Jim Greenberg (ACD) has recently submitted a manuscript for publication with the following abstract: Biogenic volatile organic compound (BVOC) emissions come from a variety of sources, including living above ground foliar biomass and microbial decomposition of dead organic matter at the soil surface (litter and soil organic matter). There are, however, few reports that quantify the contributions of each component. Measurements of emissions fluxes are now made above the vegetation canopy, but these include contributions from all sources. BVOC emission models currently include detailed parameterization of the emissions from foliar biomass but do not have an equally descriptive treatment of emissions from litter or other sources. We present here results of laboratory and field experiments to characterize the major parameters that control emissions from litter.

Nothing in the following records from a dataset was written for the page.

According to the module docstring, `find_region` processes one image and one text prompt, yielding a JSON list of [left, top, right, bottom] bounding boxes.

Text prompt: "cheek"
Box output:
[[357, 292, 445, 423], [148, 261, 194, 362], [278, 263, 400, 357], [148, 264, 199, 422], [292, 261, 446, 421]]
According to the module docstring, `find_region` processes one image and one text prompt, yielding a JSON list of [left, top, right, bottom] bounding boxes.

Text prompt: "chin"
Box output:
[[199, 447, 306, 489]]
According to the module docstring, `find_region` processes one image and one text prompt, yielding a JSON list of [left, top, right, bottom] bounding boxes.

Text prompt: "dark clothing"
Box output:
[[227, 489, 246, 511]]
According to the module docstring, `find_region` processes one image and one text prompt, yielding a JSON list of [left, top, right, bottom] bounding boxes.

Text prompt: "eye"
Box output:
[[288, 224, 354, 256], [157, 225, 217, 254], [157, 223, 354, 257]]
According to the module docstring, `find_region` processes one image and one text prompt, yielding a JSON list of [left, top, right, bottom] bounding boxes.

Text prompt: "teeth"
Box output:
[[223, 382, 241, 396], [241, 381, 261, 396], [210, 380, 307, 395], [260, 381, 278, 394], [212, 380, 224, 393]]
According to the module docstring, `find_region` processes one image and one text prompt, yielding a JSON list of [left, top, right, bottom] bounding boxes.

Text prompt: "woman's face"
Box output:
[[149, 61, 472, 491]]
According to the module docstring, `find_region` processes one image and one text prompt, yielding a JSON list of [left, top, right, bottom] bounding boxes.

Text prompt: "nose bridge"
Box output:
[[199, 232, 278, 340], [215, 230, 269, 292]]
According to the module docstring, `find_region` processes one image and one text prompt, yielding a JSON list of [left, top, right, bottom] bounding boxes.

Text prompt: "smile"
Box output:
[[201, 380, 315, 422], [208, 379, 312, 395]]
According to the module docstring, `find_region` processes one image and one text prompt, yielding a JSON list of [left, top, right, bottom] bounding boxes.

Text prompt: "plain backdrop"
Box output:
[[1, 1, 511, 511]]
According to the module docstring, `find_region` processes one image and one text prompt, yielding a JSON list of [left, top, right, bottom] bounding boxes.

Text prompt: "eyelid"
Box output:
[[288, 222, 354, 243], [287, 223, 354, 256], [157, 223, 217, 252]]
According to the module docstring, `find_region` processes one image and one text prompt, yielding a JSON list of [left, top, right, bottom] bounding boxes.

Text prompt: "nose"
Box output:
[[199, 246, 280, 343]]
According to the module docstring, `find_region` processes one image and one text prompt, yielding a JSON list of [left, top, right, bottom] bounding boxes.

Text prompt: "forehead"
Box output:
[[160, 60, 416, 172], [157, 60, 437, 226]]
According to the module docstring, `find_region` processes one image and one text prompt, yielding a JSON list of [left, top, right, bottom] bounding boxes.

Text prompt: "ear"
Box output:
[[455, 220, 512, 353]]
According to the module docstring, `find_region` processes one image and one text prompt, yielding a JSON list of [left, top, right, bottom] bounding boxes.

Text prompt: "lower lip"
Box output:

For a given type of litter, an exponential dependence on temperature is the most important variable in predicting emissions. The moisture content of the litter plays a minor role, except during and immediately following rain events. The percentage of carbon readily available for microbial and other decomposition processes decreases with litter age. These 3 variables are combined in a model to explain over 50% of the variance of individual BVOC emission fluxes measured. The modeled results of litter emissions were compared with above canopy fluxes. Litter emissions constituted less than 1% of above canopy emissions for all BVOCs measured. A comparison of terpene oil pools in litter and live needles with above-canopy fluxes suggests that there may be another canopy terpene source in addition to needle storage or that some terpene emissions may be light-dependent. Ground enclosure measurements indicated compensation point concentrations of BVOCs (equilibrium between BVOC emission and deposition) after approximately 10 minutes, suggesting that previously reported static enclosure measurements may have underestimated litter emissions.

Ethan Gutmann (ASP) is using an advanced GPS unit located at Manitou to assess the limitations imposed by the surrounding trees on snow and soil moisture measurements made from the noise in the GPS system. (I can provide references for the technique if you are interested but have not published anything from the Manitou data yet). His second project is more hydrologic in nature, but so far has not progressed much yet: Ethan Gutmann is analyzing the effect of soil hydraulic properties on water availability and thus evapotranspiration at Manitou. In particular, Gutmann is studying how the effective landscape hydraulic properties differ from the small scale properties.

Thomas Karl (ACD) will perform PTR-TOF-MS flux measurements at the Manitou research station in late June/early July 2012. Measurements will target a quantitative assessment of the relative contribution of isoprene and 232 MBO fluxes.

Andrew Turnipseed (ACD) performs continuous measurements at MEF of meteorological variables (Wind speed/direction, temperature, humidity, etc.), ecosystem level exchanges (fluxes) of energy, water and CO2 and concentrations of key trace gases (ozone, SO2, NOx, etc.). These measurements have been ongoing since August, 2008. These measurements have provided insight for campaign planning and have also supported all of the major field campaigns that we have organized (BEACHON-SRM, BEACHON-ROCS and BEACHON-ROMBAS). They also have supported longer-term seasonal studies concerning water and carbon cycling which have involved several university and NCAR collaborators. He has also been involved in logistical planning for all of the major field campaigns at the Manitou Forest Observatory. A list of the available data/measurements can be found in Table 1 and a diagram of the sensor locations on the chemistry tower is shown in Figure 1.

Other BEACHON-related activities include the implementation of GLOBOENET (Global Organic Emissions Network) where Turnipseed and colleagues are installing several simple, low-cost, low power sampling systems at sites around the world to determine fluxes of biogenic VOC within major biomes. These measurements are based on the technique of Relaxed Eddy Accumulation and the sampling systems were designed by he and Steve Shertz (ACD). Collaborators on site are trained and take measurements approximately weekly to bi-weekly. Currently, they have 7 of these REA samplers in operation and are progressing towards the next version. Since the project was initiated in 2006, they have measured VOC fluxes from 14 different sites covering nearly 66 months of time. Near-future plans include installing/operating two of these REAs within tropical forests in Brazil along with samplers in Israel and Europe.

Updated 25 October 2012.